Friday, February 8, 2008

America: It Just Might Work

I love music. It can move us in ways nothing else can. And you never know where it will come from. A certain tone and a certain set of lyrics hits you in a certain frame of mind to produce an experience whose description defies the use of words, and whose memory will come back, albeit muted over time, each time you hear it again.

I've always been a proud American. Years ago I would stand straight during the National Anthem at sporting events, even if everyone around me was drunk and laughing. I don't like people fucking around with the lyrics and yelling "Stars" or "Braves" or whatever other word in the song has the misfortune of being a sports team mascot. We were Americans, and we should have more respect than that, or at least that was how I saw it. We were the greatest nation on earth. Experience has chipped away at that ideallic view over the years, the past few especially. The torture thing was the last straw. We were America. We were supposed to be the good guys. They tortured, we didn't, that's what made us better than them.

Anyway, it's been a while since my chest swellled with a little pride in America, not so much our greatness of self as much as the greatness and uniqueness of vision that this country represents. Whatever flaws we have, America still stands as one of the greatest political and social experiments ever conceived, a nation of immigrents, descendents of slaves, and passers by who decided to stay in this huge land, clinging to its traditions and rugged individualism while the limitations of the world and an ever growing population gnaw at its foundations, forcing it to constantly change to avoid splintering into permanently warring factions. The civil war, and perhaps more, are inevitable with a society constructed as this one is. And yet here we are. Spalding Gray once said, in Swimming to Cambodia, "Consider a country like America, or rather, consider America, because certainly there's certainly no country like it..." Indeed there isn't, and it's ours, and it's time we held our leaders and ourselves up to a higher standard, and make America better than it is. I think some of that has been lost lately.

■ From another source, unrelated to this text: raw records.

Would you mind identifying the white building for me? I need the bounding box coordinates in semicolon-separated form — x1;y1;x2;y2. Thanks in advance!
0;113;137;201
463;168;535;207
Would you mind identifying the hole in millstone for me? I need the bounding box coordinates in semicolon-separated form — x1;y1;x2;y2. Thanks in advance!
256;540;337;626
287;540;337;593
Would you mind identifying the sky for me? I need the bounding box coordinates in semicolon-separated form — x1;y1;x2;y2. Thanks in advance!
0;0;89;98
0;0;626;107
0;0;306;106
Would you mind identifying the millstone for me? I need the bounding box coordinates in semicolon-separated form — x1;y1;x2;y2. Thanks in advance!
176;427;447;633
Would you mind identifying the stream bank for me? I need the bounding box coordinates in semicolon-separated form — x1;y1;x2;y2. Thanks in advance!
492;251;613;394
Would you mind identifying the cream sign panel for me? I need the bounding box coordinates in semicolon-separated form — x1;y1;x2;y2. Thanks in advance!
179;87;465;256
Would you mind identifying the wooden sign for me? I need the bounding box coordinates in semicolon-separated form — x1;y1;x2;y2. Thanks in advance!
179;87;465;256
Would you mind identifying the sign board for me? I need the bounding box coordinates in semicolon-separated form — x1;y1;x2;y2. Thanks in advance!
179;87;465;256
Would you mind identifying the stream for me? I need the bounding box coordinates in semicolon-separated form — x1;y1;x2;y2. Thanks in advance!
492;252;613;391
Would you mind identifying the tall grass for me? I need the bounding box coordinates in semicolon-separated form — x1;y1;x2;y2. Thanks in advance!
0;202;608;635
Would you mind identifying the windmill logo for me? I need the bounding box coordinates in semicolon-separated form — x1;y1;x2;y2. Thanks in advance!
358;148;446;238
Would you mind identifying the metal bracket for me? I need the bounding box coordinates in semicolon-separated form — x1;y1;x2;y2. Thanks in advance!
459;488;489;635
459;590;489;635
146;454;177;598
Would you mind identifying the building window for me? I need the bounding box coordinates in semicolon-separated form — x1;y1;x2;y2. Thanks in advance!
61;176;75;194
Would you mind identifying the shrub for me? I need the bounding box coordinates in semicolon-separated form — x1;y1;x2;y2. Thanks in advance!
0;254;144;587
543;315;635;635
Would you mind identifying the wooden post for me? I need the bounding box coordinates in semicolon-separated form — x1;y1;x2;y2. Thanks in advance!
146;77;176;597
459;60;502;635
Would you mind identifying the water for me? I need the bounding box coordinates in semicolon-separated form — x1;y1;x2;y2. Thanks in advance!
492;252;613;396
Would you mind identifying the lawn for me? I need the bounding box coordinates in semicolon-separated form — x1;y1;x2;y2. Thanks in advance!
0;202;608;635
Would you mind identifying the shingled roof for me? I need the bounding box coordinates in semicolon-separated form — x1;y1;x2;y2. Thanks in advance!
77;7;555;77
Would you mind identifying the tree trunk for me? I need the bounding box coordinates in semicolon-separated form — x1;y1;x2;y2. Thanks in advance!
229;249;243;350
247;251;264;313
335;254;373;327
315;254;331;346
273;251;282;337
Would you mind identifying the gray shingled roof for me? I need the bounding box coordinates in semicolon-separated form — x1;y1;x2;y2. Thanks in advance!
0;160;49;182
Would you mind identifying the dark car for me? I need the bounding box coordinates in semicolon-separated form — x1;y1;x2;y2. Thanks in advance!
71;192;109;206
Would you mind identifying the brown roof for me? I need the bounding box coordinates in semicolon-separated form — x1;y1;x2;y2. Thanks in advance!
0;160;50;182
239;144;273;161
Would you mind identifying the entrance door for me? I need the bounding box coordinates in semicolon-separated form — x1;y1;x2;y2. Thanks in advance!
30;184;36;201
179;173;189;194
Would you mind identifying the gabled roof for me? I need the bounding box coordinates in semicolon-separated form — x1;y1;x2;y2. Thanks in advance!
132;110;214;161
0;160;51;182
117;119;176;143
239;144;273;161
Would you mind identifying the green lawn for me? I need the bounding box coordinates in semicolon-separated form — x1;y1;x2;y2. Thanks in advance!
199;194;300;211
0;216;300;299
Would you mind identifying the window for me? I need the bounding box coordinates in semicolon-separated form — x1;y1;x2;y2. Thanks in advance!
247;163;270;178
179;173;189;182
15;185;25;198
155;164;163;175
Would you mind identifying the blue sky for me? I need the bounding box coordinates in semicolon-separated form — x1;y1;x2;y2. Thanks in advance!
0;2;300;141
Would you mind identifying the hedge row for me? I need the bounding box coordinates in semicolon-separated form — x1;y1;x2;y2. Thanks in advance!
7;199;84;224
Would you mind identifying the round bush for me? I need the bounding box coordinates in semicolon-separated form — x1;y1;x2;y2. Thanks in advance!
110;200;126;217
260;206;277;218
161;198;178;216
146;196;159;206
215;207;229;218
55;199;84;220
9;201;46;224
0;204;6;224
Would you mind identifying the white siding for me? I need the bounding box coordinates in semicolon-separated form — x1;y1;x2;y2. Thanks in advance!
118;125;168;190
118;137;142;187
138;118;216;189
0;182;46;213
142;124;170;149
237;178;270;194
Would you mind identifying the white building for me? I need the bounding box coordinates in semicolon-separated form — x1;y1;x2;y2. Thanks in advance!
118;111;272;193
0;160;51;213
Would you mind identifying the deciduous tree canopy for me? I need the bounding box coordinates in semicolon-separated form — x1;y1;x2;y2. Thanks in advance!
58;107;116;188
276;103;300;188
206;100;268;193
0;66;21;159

But there's something else to consider when we think ill of America. We might not be the greatest nation on earth any more, but we arguably were, and easily can be again. That's a helluva lot more than most countries can claim. Leave it to Roy Zimmerman to elicit this in me. The guy has a way with a phrase, a catchy tune, and a bizarrely sensible, average-guy approach to some heavy unusual views. We can make this crazy thing work.

And yeah, it's a little politically partisan at the beginnning, but that's the exception rather than the rule. Besides, anyone with no biases has no opinions of his own.